Markets Wrap: Stock Selloff Deepens as Traders Modify Rate Bets

On Wednesday, Governing Council member Klaas Knot and President of the European Central Bank Christine Lagarde issued dire warnings to policymakers, stating that their aggressive bets on interest-rate reduction aren’t helping them combat persistent price pressures. This came as Federal Reserve Governor Christopher Waller cautioned on Tuesday over the rate of lowering.

Money markets pushed back bets on the timing of the ECB’s first quarter-point cut to June from April, while swaps market pricing for a Fed rate decrease in March plummeted to about 65% from 80% on Friday.

As we have seen in the US and Europe, inflation was never going to be a straight line downward, according to Luke Hickmore, investment director at abrdn. “This year, rates will decline, but market expectations regarding the exact timing and amount will be highly unpredictable.”

Futures for the S&P 500 and Nasdaq 100 dropped by almost 0.5%, indicating that US stocks may have another rough day.
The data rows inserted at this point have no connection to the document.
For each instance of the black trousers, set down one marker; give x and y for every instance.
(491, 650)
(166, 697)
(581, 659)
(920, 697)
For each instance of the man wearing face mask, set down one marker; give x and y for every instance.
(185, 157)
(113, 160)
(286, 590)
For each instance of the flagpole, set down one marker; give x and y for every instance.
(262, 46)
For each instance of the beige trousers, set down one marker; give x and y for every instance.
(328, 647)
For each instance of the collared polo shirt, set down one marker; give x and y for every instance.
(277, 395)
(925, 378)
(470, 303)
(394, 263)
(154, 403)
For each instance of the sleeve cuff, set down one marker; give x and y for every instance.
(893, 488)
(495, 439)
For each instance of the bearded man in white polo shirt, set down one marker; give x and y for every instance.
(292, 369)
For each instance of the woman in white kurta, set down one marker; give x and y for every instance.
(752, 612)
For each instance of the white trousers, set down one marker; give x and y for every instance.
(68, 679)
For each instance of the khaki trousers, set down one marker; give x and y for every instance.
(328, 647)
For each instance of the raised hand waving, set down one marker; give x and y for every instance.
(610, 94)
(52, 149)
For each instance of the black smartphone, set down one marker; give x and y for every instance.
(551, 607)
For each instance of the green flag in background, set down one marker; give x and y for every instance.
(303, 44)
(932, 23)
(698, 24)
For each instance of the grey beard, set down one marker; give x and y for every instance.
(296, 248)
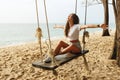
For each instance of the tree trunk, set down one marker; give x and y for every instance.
(114, 53)
(106, 17)
(118, 31)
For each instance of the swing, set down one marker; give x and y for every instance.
(63, 58)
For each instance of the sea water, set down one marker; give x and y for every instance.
(16, 33)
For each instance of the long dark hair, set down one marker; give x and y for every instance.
(67, 26)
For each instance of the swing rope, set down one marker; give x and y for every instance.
(38, 30)
(37, 13)
(84, 32)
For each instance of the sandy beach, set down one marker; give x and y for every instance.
(16, 62)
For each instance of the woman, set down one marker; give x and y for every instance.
(71, 31)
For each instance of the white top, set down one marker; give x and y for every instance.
(74, 32)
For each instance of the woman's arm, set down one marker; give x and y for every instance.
(104, 26)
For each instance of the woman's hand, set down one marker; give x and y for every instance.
(104, 26)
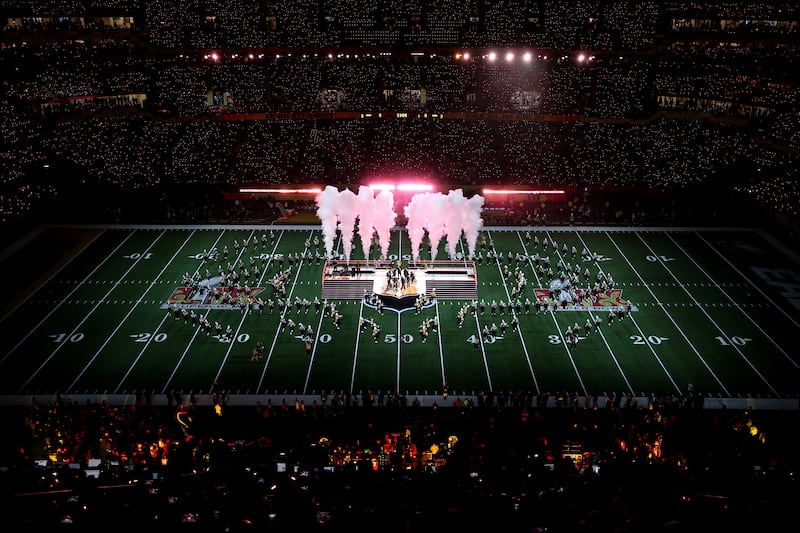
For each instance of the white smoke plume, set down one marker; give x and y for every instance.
(384, 219)
(444, 217)
(366, 218)
(472, 222)
(347, 213)
(415, 214)
(327, 210)
(438, 216)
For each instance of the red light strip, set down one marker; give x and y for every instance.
(521, 191)
(256, 190)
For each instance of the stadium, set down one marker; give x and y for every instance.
(407, 265)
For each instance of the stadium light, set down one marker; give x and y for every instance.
(401, 187)
(258, 190)
(414, 187)
(522, 191)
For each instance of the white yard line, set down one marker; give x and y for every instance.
(358, 339)
(97, 306)
(702, 309)
(72, 257)
(669, 316)
(197, 330)
(553, 316)
(160, 324)
(125, 318)
(286, 309)
(480, 340)
(605, 341)
(749, 280)
(514, 314)
(639, 329)
(439, 337)
(244, 315)
(65, 298)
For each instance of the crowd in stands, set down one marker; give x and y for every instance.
(121, 111)
(532, 464)
(647, 112)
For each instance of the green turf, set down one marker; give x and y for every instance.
(714, 308)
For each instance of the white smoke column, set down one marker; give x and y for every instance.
(415, 214)
(472, 222)
(348, 202)
(366, 217)
(438, 216)
(454, 213)
(384, 219)
(327, 206)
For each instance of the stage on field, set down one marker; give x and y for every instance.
(449, 280)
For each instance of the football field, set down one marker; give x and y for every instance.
(710, 310)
The dollar continued to rise for a fourth day, and the Treasury two-year yield—one of the most susceptible to shifts in monetary policy—rose six basis points to 4.29%. Wall Street’s “Fear Gauge,” the CBOE Volatility Index, surged to a two-month high.
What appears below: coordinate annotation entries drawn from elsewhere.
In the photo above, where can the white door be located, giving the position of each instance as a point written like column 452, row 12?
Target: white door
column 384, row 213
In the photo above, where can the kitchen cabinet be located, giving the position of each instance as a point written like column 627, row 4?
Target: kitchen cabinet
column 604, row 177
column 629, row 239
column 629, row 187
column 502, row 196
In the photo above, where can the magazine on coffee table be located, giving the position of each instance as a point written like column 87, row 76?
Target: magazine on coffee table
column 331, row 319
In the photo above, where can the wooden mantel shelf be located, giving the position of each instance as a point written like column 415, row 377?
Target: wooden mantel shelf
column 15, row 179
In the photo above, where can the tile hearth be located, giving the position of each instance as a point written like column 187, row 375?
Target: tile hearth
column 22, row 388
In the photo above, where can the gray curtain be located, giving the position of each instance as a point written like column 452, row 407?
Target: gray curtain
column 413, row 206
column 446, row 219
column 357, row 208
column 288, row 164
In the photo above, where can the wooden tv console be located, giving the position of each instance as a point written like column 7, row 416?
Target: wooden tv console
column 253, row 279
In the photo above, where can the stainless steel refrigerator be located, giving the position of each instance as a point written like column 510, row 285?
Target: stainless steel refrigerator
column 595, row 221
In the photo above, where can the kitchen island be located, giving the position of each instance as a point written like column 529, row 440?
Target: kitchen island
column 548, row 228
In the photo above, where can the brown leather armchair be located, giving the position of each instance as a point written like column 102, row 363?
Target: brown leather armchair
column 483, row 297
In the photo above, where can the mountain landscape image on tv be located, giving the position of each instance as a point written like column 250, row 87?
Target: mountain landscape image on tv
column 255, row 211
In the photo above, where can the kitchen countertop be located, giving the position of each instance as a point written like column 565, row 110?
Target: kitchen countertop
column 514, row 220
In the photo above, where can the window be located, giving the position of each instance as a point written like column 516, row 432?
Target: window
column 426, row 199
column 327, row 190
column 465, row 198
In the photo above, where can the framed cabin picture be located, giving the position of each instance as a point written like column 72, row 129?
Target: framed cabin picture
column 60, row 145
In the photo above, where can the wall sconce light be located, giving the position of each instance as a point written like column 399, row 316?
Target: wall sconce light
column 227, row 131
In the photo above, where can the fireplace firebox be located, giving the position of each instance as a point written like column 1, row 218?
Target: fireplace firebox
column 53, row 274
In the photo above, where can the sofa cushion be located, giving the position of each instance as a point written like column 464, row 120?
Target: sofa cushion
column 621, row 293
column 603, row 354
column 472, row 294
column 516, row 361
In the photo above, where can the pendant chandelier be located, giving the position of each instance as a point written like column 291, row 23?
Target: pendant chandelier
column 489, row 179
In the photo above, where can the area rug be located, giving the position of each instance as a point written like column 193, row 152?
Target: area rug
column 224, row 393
In the meantime, new worries over China’s economy created yet another obstacle for stocks. Chinese equities listed in the US had a decline in premarket activity. The KraneShares CSI China Internet Fund, an exchange-traded fund that invests in over thirty IT companies listed in the US and Hong Kong, saw a decline of more than 3%.

Concerns about slowing demand in China, a vital market, led to significant losses in European stockpiles of luxury products and basic commodities. The decline in the Stoxx Europe 600 index was above 1%. Every industry sector was in the negative, with retailers and real estate suffering the most. Two-year German rates increased by five basis points to 2.65%.
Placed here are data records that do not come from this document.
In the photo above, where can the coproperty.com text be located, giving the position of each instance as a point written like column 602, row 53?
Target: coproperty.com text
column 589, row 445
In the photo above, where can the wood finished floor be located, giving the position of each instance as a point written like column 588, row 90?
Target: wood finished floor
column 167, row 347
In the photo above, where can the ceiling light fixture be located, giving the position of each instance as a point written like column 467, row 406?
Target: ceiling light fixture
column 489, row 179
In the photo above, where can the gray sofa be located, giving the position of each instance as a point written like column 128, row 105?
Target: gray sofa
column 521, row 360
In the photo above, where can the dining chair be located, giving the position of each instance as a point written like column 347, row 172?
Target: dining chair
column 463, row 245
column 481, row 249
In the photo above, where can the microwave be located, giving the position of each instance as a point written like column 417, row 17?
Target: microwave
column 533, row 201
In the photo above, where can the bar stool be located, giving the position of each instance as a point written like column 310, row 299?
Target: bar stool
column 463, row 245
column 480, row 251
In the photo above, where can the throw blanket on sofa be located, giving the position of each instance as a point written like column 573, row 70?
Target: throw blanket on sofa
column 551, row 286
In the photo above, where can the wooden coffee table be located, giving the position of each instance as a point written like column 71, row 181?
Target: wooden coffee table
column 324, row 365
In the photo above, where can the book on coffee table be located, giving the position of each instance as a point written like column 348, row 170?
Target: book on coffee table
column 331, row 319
The Hang Seng Index in Hong Kong fell by about 4%. Additionally, the benchmark CSI 300 mainland Chinese sank by 2.2%. The losses occurred as official data revealed that although China’s economy met its 2023 target, the nation’s housing crisis deepened and domestic demand remained uninterested.

The UK provided more proof that the fight against inflation is far from done, as price hikes there unexpectedly picked up steam for the first time in ten months, which caused traders to lower their expectations for rate reduction from the Bank of England this year. As speculators aggressively reduced prospects for monetary policy easing this year, gilts fell and the pound rose.

Commodities fell, with oil down as worries about the growing tensions in the Middle East—including ongoing attacks on ships in the Red Sea by Iran-backed Houthi rebels—were mitigated by the pull of a stronger US currency and a general tone of risk aversion.

In other news, Bitcoin fell below $43,000 while gold held constant at $2,028 an ounce following a more than 1% decrease on Tuesday.